What the Democrats should do is recast their own issues in moral terms. It shouldn’t be hard. Democrats seem oblivious to their platform’s moral potency: innocent children suffering because their families can’t get health insurance; platoons of young men and women dying in a war that didn’t have to be; the pillaging of God’s green Earth. Those are “values” issues too, but the Democrats haven’t figured out how to frame them that way.

Those voters who think liberals are godless monsters who care only about gay marriage and personal freedom are mostly decent, well-meaning people. Can it really be impossible to persuade them that they don’t want to live in a country where 50 million people have no health insurance?

Democrats have the words, but they don’t have the music -- and the music matters. A good choir and a minister who can preach improve the attendance at any church. Nearly 85% of Americans say they consider religion important in their lives, and they’re not all Bible-thumpers blocking the doors of abortion clinics.

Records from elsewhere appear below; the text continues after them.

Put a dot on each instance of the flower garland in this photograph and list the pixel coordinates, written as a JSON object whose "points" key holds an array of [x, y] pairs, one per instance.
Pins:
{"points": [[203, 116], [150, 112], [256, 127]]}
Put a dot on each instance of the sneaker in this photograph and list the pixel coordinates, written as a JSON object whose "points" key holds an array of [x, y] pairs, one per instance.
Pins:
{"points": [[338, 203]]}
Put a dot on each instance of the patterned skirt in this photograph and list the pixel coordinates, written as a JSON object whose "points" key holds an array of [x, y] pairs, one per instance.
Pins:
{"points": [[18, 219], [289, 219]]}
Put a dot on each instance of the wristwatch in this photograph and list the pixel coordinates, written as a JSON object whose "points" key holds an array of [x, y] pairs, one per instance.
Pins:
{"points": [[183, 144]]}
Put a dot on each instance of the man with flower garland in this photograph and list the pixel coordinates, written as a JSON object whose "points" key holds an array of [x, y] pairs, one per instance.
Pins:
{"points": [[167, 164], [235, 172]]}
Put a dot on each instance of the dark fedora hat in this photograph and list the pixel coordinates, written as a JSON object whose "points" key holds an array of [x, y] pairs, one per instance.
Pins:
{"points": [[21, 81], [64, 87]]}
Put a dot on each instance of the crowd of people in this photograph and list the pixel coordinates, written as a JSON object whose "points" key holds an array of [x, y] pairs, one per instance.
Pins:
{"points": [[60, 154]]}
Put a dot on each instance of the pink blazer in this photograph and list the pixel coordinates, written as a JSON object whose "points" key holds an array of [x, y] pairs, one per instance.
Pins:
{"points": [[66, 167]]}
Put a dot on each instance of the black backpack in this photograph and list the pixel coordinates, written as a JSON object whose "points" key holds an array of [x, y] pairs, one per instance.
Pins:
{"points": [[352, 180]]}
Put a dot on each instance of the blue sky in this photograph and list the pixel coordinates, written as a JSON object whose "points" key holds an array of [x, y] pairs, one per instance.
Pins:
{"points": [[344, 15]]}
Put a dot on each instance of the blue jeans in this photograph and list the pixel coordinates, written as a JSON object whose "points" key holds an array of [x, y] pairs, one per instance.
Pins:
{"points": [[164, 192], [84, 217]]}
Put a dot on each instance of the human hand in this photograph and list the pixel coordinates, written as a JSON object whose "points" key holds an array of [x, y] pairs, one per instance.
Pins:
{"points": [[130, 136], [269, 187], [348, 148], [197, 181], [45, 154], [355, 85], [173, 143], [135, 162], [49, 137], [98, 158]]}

Even among Democrats, 60% tell pollsters they pray each day. It is not cheating or a violation of the 14th Amendment to seek out and prefer candidates who speak the language of religious people. By no coincidence, the last two Democrats to win the presidency -- Jimmy Carter and Bill Clinton -- were comfortable with spirituality. It’s not a matter of pandering, but giving bread-and-butter issues a moral toehold in the political discourse.

Exit polls Tuesday showed more voters cast their ballots based on “moral values” than on Iraq, the war on terrorism or the shaky economy. Democrats risk becoming irrelevant if they continue to allow Republicans to define morality by using a handful of wedge issues to set up a phony “us against them” dichotomy.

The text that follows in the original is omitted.